Если Фуонг, к которой обращена эта речь, согласится, тогда он женится на ней, обеспечит семью и детей — этих, как говорит Фаулер, «жизнерадостных молодых американских граждан, готовых дать показания в сенатской комиссии», — если нет, что ж, значит, не все условия совпали, надо работать дальше, пока разные абстрактные линии не пересекутся в нужной точке. Выйдет» может быть, и не то, о чем тосковалось вначале, — зато узел будет прочен и нерасторжим.

И так каждое движение души, каждый домысел бессознательно воспитаны и настроены у него, чтобы спокойно ждать, пока им не будет заготовлено подобающее место. Человек растет и меняется, он будто бы живет — и сам он уверен, что живет, потому что с этой прочностью он счастлив, — но на самом деле его подключает к себе и отштамповывает дальновидная система. К тридцати пяти — сорока годам она закончит монтаж основных «узлов» — организм будет связан с миром в самых разнообразных отношениях, совершенно как живой, — причем ряд устарелых схем будет заменен к этому времени новыми, так что он с полным правом сможет посмеиваться над старомодностью «предков» (то, что его истинные родители вовсе не биологические отец и мать, он никогда не узнает), и тогда он будет «функционировать» уже без структурных перемен — до полного износа.

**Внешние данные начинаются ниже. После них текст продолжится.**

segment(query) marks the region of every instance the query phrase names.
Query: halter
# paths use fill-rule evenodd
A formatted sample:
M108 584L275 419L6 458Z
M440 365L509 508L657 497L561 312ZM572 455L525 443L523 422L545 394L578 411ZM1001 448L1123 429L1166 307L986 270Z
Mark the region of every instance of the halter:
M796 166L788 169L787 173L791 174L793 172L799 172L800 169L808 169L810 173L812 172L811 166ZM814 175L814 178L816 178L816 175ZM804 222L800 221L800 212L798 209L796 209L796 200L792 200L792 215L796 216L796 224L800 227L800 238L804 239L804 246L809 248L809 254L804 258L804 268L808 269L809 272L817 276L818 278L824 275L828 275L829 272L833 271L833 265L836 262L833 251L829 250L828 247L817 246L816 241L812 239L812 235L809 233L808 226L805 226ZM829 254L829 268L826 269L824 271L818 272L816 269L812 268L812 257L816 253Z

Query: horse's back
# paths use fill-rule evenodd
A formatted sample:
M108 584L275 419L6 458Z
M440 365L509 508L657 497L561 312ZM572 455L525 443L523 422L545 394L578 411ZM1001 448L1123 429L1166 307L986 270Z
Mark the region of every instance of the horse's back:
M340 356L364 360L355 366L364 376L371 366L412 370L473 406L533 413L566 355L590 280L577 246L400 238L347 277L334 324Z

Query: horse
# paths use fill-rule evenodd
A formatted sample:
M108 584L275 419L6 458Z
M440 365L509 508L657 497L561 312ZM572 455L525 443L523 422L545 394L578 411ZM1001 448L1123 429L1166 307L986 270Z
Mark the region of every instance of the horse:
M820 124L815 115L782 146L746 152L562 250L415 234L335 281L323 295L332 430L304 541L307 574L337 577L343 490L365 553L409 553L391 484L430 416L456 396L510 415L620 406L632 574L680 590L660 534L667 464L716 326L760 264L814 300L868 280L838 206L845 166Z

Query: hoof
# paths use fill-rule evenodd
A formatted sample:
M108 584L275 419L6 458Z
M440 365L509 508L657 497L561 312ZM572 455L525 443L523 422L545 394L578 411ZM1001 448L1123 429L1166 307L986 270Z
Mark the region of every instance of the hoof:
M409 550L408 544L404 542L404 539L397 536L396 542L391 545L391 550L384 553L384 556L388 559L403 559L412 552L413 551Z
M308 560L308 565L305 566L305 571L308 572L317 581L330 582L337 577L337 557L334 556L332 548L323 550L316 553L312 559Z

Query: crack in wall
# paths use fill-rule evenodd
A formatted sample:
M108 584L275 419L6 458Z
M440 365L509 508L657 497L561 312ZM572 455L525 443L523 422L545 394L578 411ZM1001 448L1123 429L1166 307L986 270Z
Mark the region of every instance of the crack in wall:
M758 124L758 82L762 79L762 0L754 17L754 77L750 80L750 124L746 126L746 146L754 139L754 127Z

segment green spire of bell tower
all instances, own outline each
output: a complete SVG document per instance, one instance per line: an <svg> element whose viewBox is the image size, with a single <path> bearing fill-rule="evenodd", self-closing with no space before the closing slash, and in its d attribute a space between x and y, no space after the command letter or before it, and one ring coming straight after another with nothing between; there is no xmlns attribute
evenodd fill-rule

Пайл — это искусственный человек, человек-эрзац. Его пришествие было предсказано литературой давно. Но только Грину как художнику суждено было угадать его в толпе. «Тихий американец» был той книгой, которая непроизвольно доказала, что искусственный человек уже долгое время, правда не всеми узнанный, гуляет по земле. Его ждали из какой-то страшной колбы, предполагали, что его выведет какой-нибудь циничный ученый эксперимент, что это будет сенсация, и не видели, как в действительности он тихо отвердевал внутри живого организма, заменяя ранимые теплые клетки чем-то своим — гладким и эластичным — и неслышно переводя сознание в новый, целесообразно очищенный вид. Не научная операция, а соединенная работа всех общественных институтов, «членом» которых он состоит, привела его к этому образу, где он, будто бы сохраняя все человеческие свойства, переродил их между тем в нечто совершенно иное. Нужно было суметь узнать его в старой оболочке; Грин это сделал — и его художественное открытие обладает несомненностью жизни.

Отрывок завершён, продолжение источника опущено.